A PE [private equity] company wants to buy a well performing company with an LBO [Leveraged Buyout Offer] in order to loot the company for as much cash as possible. First the PE firm finds investors, usually retirement funds because they promise extremely unrealistic return percentages, and then they put up about 10% of the purchase price and borrow the rest from a fee loving bank. They get the company.
OK, the first thing the PE firm does is take out a huge amount of loans, or more accurately, they make the successful firm they just bought take out loans in *the name of the firm* -- that means the business is liable, not the PE firm (who also scored a transaction fee from their investors as part of the deal). Then the PE firm fires 5-10% of the company workforce, usually the entire research division and most of customer service, in the name of 'leanness', but what they are really doing is raising as much short term cash as possible. The goal of the PE company is to flip this (formerly) successful business after gutting it of money. If the successful company is a conglomerate, the PE firm 'spins off' and sells the less profitable divisions as separate companies (after loading them with debt).
At this point the PE firm is sitting on a pile of money.

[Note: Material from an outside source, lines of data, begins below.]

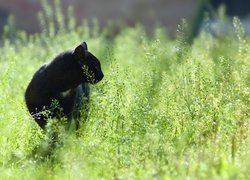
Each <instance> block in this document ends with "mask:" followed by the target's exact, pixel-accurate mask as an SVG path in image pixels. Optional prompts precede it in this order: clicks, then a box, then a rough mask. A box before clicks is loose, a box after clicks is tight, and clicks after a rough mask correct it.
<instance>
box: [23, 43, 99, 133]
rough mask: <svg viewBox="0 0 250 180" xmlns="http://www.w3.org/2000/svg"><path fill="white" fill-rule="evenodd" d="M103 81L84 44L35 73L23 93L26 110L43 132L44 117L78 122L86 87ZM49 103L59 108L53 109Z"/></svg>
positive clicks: (60, 55)
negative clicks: (23, 95)
mask: <svg viewBox="0 0 250 180" xmlns="http://www.w3.org/2000/svg"><path fill="white" fill-rule="evenodd" d="M103 77H104V75H103V72H102V70H101V65H100V62H99V60H98V59H97V58H96V57H95V56H94V55H93V54H91V53H90V52H89V51H88V50H87V44H86V43H85V42H84V43H82V44H81V45H79V46H77V47H76V48H75V49H74V50H73V51H66V52H63V53H61V54H59V55H58V56H57V57H55V58H54V59H53V60H52V61H51V62H49V63H47V64H44V65H43V66H42V67H40V68H39V69H38V70H37V72H36V73H35V74H34V76H33V78H32V80H31V82H30V83H29V85H28V87H27V89H26V92H25V101H26V104H27V107H28V110H29V112H30V114H31V115H32V117H33V118H34V120H35V121H36V122H37V123H38V125H39V126H40V127H41V128H43V129H45V126H46V124H47V121H48V117H52V118H53V117H56V118H58V116H66V117H67V118H68V119H69V120H70V119H71V118H79V116H80V109H81V108H82V106H83V103H86V102H87V101H88V99H89V83H91V84H95V83H97V82H99V81H101V80H102V78H103ZM53 102H57V103H59V106H57V107H56V108H55V105H52V104H53ZM51 103H52V104H51ZM45 110H49V111H48V112H49V113H48V114H47V113H45V112H46V111H45Z"/></svg>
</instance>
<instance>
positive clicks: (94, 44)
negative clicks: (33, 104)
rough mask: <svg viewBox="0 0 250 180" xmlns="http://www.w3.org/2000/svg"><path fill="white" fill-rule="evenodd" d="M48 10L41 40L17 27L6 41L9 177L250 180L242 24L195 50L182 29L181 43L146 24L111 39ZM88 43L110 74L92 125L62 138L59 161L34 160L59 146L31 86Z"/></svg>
mask: <svg viewBox="0 0 250 180" xmlns="http://www.w3.org/2000/svg"><path fill="white" fill-rule="evenodd" d="M42 2H43V7H44V11H43V12H41V13H39V14H38V17H39V20H40V24H41V29H42V33H37V34H33V35H28V34H26V32H23V31H18V30H15V28H14V27H13V23H12V20H11V23H9V24H7V25H6V27H5V28H4V30H5V32H4V34H3V36H2V41H1V42H2V43H1V48H0V77H1V79H0V90H1V93H0V129H1V131H0V179H100V178H103V179H189V178H191V179H249V178H250V174H249V169H250V146H249V143H250V137H249V133H250V131H249V123H250V114H249V112H250V89H249V88H250V46H249V43H250V39H249V37H247V36H246V35H245V33H244V29H243V28H242V25H241V22H240V20H239V19H237V18H235V19H234V21H233V22H232V23H233V25H234V27H235V33H234V34H231V35H227V36H224V37H213V36H211V35H210V34H207V33H205V32H201V34H200V36H199V37H197V38H196V39H195V40H194V43H193V44H192V45H189V44H187V43H186V40H185V38H184V37H185V32H184V31H185V26H183V25H181V26H180V27H179V32H178V36H177V38H176V40H171V39H170V38H169V37H168V36H167V35H166V34H167V33H166V32H164V30H163V28H156V30H155V33H154V35H153V36H151V37H149V36H147V34H146V33H145V30H144V28H143V27H141V26H136V27H133V28H131V27H123V28H122V29H121V32H119V33H118V34H117V35H116V36H115V37H113V38H112V39H109V38H106V37H107V35H108V32H109V29H108V28H107V29H103V30H100V28H99V27H98V25H97V23H94V24H95V25H94V27H93V26H92V27H90V26H89V25H88V23H87V22H83V24H82V26H76V23H75V20H74V18H73V16H72V12H73V9H72V8H71V7H70V8H69V9H68V16H66V17H64V16H63V13H62V11H61V9H60V3H59V1H55V7H51V6H49V5H48V3H47V1H42ZM53 8H55V11H53ZM53 12H55V13H54V14H53ZM83 40H84V41H86V42H87V43H88V45H89V48H91V51H92V52H94V53H95V55H96V56H97V57H99V59H100V60H101V63H102V66H103V69H104V73H105V78H104V80H103V81H102V82H100V83H99V84H97V85H95V86H92V87H91V89H92V91H91V100H90V107H89V108H90V109H89V113H88V118H87V120H86V122H85V123H82V126H81V129H80V131H79V133H80V135H79V137H77V136H76V135H75V133H73V132H67V131H63V130H60V136H59V137H60V139H61V141H63V145H61V146H58V148H56V149H55V150H54V153H53V157H46V156H42V155H41V157H31V156H30V154H31V153H32V151H33V150H34V149H35V148H36V147H38V146H39V145H41V143H43V142H44V141H45V143H46V142H47V143H49V141H50V140H48V139H47V140H46V133H45V132H44V131H43V130H41V129H40V128H39V127H38V126H37V124H36V123H35V122H34V120H32V118H31V117H30V115H29V113H28V111H27V108H26V106H25V103H24V91H25V88H26V87H27V85H28V83H29V81H30V79H31V77H32V75H33V74H34V72H35V71H36V69H38V68H39V67H40V65H41V64H43V63H45V62H46V61H48V60H51V59H52V58H53V57H54V56H55V55H56V54H58V53H60V52H62V51H64V50H66V49H69V48H72V47H74V46H75V45H76V44H78V43H79V42H82V41H83ZM83 113H84V112H83ZM83 121H84V120H83ZM59 129H60V128H59Z"/></svg>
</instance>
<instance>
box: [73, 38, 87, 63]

First they use this money to pay off the bank loan which they took out to buy the company, which is why banks love PE firms -- fast loans, some paid off, some sold off as arcane securities (CDO's) and huge fees accrued. Next the PE firm issues dividends to themselves for 'leadership', and they may include the CEO, CFO, or board members in this windfall, if those people were instrumental in selling the cash cow company to the PE firm. At this point the PE firm has always made it's money back, maybe more. The firm may stay on for about 3-5 years, milking the cash cow before it dies of starvation, because paying off company debt is federally tax deductible in the USA. Depending on the robustness of the company, they may issue one or more IPO (Initial Public [stock] Offerings) to raise additional money, or alternatively, make the company take out more loans to issue more dividends to the PE firm.
After the PE firm has bleed the formerly healthy company dry of assets, they sell it, or let it go bankrupt, re-investing *as little as possible* back into the company. In the spirit of the 'quick flip', once a PE firm has quadrupled it's investment, the company is often sold to another PE firm, which proceeds to cut deeper, loot harder, until bankruptcy happens.
This will eventually precipitate a crisis of some sort when all these unpayable loans taken out by companies controlled/owned by PE firms come due. The author estimates about 3 million American jobs will be lost from this looting of industry.
In a nutshell, that is what a PE firm does. For more supporting details and additional money making obfuscations, read the book. Kosman really taught me about how Private Equity enriches a handful of connected men at the cost of thousands of jobs.